On the other hand, there are instances where you can be in a positive nitrogen balance. In these situations, the body is growing somehow, so it is retaining more nitrogen than it is losing. A pregnant woman, a growing child, or someone gaining muscle mass would all be in positive nitrogen balance. When the body is in positive nitrogen balance, the body is retaining nitrogen to use it to build and repair tissues, such as muscle, or to manufacture other vital body proteins such as hormones.
Muscle Development and Nitrogen Balance
For individuals aiming to build muscle mass through strength training and a proper diet, adequate protein is necessary to encourage muscle repair and growth. For strength athletes, protein needs have been estimated to be about 1.5 to 2 grams of protein per kilogram of body weight (one kilogram = 2.2 pounds). So, for an 80 kg (175 pound) athlete, 120 to 160 grams of protein per day would be recommended.
Ensuring you get enough protein is only part of the story, though. It’s also vital that you spread your protein intake over the day and consume the best types of protein to maximize muscle protein synthesis. Ideally, protein intake should be distributed evenly over meals and snacks, and special attention should be paid to getting adequate protein immediately after training. After a workout, dairy protein sources such as whey and casein are suggested. They are rich sources of branched-chain amino acids – a particular group of amino acids that stimulate muscle growth and recovery* after a workout.

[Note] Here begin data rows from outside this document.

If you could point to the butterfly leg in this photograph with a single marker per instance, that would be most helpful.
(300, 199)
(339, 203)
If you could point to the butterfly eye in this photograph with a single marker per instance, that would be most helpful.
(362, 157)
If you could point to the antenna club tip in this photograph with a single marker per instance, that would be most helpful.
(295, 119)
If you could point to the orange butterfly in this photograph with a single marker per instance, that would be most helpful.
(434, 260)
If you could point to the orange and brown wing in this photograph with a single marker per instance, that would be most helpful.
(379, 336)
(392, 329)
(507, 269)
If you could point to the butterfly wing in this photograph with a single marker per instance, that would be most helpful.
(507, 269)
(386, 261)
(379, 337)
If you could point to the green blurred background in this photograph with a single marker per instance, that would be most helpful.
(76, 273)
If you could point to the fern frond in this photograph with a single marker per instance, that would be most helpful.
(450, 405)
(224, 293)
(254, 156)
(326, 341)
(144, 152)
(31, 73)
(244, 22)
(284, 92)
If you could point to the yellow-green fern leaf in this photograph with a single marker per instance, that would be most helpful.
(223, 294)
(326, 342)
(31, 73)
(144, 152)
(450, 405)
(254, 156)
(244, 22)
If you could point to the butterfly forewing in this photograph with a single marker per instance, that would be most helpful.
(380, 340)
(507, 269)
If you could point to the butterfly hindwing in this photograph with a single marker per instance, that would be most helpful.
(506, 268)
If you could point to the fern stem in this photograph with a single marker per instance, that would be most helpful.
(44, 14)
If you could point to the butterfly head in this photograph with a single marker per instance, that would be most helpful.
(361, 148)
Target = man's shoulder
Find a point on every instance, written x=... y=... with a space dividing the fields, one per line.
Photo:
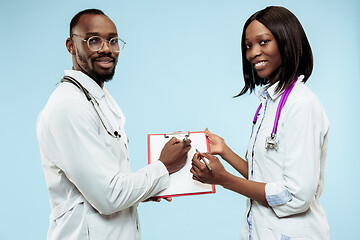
x=67 y=99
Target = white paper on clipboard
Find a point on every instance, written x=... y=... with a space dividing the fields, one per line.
x=181 y=182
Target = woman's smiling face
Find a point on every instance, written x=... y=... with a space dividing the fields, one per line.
x=262 y=51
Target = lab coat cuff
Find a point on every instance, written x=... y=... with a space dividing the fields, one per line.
x=277 y=194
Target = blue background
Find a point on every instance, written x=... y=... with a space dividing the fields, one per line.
x=179 y=70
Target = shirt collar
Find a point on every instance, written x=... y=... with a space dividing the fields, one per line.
x=269 y=91
x=87 y=82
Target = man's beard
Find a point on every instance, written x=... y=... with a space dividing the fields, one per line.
x=98 y=77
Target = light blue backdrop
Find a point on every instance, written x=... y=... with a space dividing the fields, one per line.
x=179 y=70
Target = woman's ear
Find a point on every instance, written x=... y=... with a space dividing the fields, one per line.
x=70 y=46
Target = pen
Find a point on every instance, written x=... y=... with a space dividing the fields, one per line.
x=207 y=165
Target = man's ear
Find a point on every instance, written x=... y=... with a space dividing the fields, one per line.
x=70 y=46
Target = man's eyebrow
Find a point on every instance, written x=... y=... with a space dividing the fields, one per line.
x=98 y=34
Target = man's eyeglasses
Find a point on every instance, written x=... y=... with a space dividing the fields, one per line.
x=95 y=43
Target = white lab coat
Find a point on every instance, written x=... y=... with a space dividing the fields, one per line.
x=297 y=167
x=93 y=194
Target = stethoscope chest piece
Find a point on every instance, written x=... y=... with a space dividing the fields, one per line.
x=271 y=142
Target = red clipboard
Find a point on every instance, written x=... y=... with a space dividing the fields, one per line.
x=181 y=182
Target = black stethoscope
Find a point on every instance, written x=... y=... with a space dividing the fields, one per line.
x=94 y=103
x=272 y=141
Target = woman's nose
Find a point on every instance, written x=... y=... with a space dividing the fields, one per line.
x=254 y=52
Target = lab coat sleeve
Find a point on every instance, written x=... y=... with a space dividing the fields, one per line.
x=87 y=162
x=305 y=131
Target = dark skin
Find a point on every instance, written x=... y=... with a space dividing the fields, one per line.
x=219 y=176
x=100 y=66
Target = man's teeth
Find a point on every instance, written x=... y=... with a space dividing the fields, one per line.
x=259 y=64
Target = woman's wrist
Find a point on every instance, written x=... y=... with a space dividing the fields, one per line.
x=225 y=153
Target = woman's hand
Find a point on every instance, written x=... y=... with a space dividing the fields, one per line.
x=202 y=174
x=217 y=144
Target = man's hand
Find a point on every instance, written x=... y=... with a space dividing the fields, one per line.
x=174 y=154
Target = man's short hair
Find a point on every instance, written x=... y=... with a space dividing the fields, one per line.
x=76 y=18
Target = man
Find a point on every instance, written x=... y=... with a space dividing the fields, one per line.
x=83 y=144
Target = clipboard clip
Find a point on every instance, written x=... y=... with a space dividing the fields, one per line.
x=186 y=134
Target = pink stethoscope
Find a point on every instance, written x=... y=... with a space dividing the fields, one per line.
x=271 y=141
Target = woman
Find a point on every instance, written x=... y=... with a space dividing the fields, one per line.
x=284 y=166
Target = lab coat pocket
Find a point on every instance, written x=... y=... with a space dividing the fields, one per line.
x=107 y=227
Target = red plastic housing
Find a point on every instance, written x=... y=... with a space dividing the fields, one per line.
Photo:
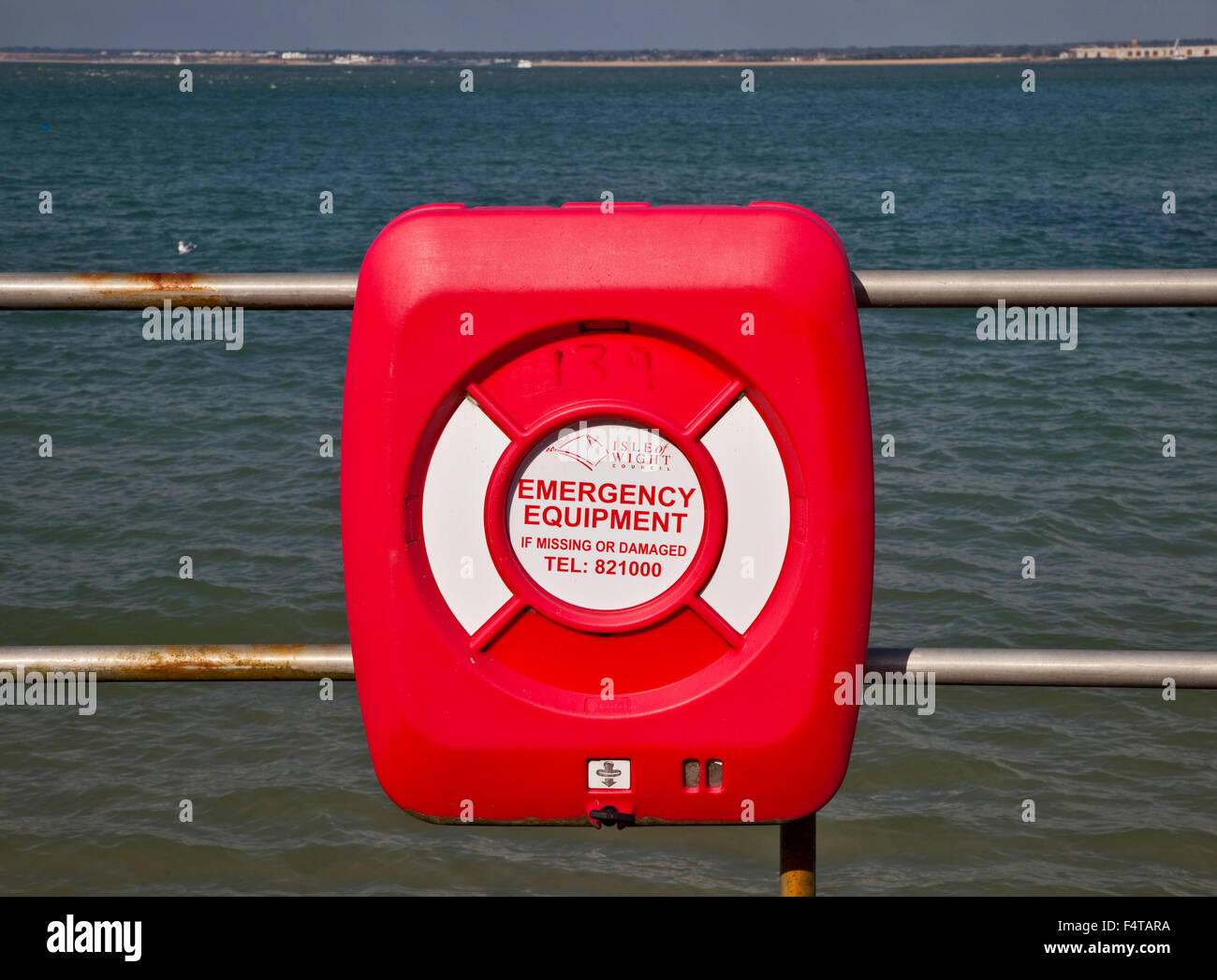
x=721 y=343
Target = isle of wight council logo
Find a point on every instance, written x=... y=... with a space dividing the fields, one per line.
x=583 y=448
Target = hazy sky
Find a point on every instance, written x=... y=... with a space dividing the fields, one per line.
x=539 y=24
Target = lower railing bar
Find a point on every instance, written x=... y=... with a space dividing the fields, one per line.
x=998 y=666
x=872 y=287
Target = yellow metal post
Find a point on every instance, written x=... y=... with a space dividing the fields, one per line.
x=798 y=862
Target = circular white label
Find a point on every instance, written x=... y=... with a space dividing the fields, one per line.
x=605 y=515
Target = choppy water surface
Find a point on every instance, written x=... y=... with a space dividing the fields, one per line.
x=1002 y=450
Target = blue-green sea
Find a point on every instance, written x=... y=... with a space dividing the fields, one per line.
x=1002 y=450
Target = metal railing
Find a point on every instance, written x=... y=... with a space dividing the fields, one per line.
x=970 y=666
x=872 y=287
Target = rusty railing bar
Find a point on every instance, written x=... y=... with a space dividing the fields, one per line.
x=978 y=666
x=872 y=288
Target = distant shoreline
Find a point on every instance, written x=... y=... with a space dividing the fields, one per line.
x=8 y=57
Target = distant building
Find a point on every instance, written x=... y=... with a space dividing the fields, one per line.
x=1135 y=51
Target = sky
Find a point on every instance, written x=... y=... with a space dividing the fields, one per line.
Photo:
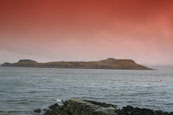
x=55 y=30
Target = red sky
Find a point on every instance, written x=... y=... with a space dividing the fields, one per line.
x=50 y=30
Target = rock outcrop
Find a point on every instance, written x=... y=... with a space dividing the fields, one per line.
x=109 y=63
x=84 y=107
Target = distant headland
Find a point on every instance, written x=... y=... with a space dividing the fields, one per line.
x=109 y=63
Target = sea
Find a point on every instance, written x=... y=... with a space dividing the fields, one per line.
x=22 y=90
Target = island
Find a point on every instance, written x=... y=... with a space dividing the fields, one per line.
x=109 y=63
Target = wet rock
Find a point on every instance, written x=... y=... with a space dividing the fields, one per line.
x=85 y=107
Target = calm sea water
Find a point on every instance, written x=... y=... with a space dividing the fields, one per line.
x=24 y=89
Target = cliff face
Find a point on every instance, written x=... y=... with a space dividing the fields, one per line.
x=109 y=63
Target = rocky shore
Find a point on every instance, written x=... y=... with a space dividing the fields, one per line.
x=85 y=107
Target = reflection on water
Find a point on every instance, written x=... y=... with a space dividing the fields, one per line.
x=24 y=89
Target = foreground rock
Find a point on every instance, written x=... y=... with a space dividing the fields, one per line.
x=82 y=107
x=109 y=63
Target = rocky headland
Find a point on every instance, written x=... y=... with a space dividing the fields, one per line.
x=85 y=107
x=109 y=63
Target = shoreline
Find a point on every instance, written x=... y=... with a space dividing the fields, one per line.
x=87 y=107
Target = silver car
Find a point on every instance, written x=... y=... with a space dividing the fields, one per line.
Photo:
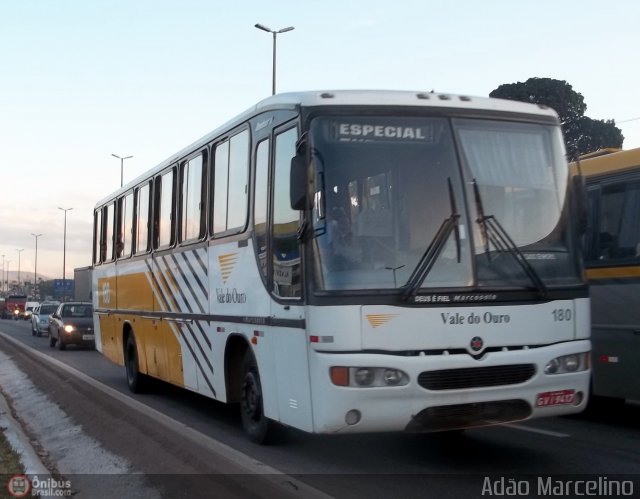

It’s also essential to consume enough calories to tip nitrogen balance in your favor. Sometimes an athlete may cut too many calories to quickly build muscle and lose fat at the same time. When this happens, some protein being eaten might be used for fuel rather than tissue repair. Rather than “burning the candle at both ends,” it’s crucial to take in a balanced diet that also provides enough carbs and fats for fuel, so that protein can be used to build lean mass and help you achieve your goals.